Cedric Grant announces retirement from S&WB

Says information he got shows drainage system did not work as designed

NEW ORLEANS -- Cedric Grant, the Sewerage & Water Board’s executive director who came under fire in recent days after he blamed two weekend flood events on global warming and incorrectly said all pumps were working as water across the city failed to drain, announced Tuesday he will retire this fall.

Grant’s announcement was sudden. He said he didn’t want to be “a distraction to the hard work of fixing the system” but also said information he learned in the last day indicated that some parts of the drainage system did not work as designed.

Grant said in the immediate aftermath of the storm that all pumps were working at full capacity, but S&WB officials have since said that 14 of the 121 pumps were offline for routine maintenance.

“It contradicts information that I was given to provide to the public,” Grant said in announcing his retirement. “Our staff was not forthright, which is unacceptable.”

HINTS OF FIRINGS

Grant said it was “clear to me that there are additional personnel actions that are needed to restore confidence in this organization.”

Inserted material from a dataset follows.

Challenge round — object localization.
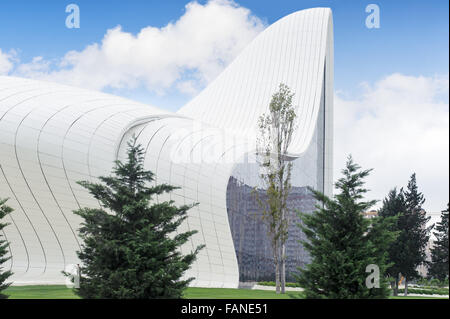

Mayor Mitch Landrieu apparently shared Grant’s sentiment about other officials at the S&WB and Department of Public Works, announcing during a press conference carried live on the 5 p.m. news that he was calling for the resignation of S&WB General Superintendent Joe Becker and Communications Director Lisa Martin, and Department of Public Works Director Col. Mark Jernigan.

The news of Grant’s retirement caught not only the public but his own employees off guard.

Landrieu’s press secretary sent a statement from Grant minutes ahead of a special City Council meeting called to grill S&WB officials about the recent floods. A S&WB source said employees only learned of Grant’s plans after local media began to report it.

While sudden, Landrieu hinted a short time earlier that staff changes could be headed to S&WB.

During an interview on WWL Radio, Landrieu said the amount of water that fell on the city would have resulted in flooding even if all the pumps were working but that the results of an “after-action” report could lead to job losses.

“We will use that information to make personnel changes if we have to, to make engineering changes if we have to, do whatever we have to do to put confidence in the system for it to work,” Landrieu said. “My commitment to the public is we will find out what the facts are.”

It wasn’t clear if Grant knew ahead of time that Landrieu would call for the terminations of Becker and Martin.

CLIMATE CHANGE COMMENT DENOUNCED

Grant said he decided to step away from the S&WB to avoid being a “distraction.”

An irritated Grant said during a Saturday night press conference that all pumps were operating and, after being asked several times if they were operating properly, blamed the flooding on storms caused by climate change.

That statement angered many citizens who questioned the effectiveness of the pumps, as well as the City Council, which on Sunday announced it would call a special meeting to address an “inadequate response from the administration” after the flood. Landrieu on Monday denounced Grant’s climate-change comment.

But Grant in announcing his retirement stood by facts about how much the drainage system can pump.

He said the storm that began about 2 p.m. and continued for about four hours dropped 10 inches in some parts of the city.

“The volume and speed of rainfall far exceeded the capacity system used to remove stormwater,” he wrote. “Localized flooding continued until all of the stormwater was pumped out of the Sewerage and Water Board by the next morning.”

Landrieu has since ordered an after-action analysis about the flood and said another one will be done by an outside third party.

Grant admitted that some pumps were not working and for the first time said there were some power-generation issues that affected the S&WB’s ability to fight the flood. And while he said those issues were “not the primary cause of flooding,” it was “inaccurate to suggest the system was operating at its maximum capabilities.”

Grant, who has spent 40 years in government, was Landrieu’s deputy mayor of facilities, infrastructure and community development from 2010 to 2014, when the mayor moved him to S&WB.

Among his prior jobs were chief administrative officer for former Mayor Marc Morial and deputy secretary of the state Department of Transportation and Development.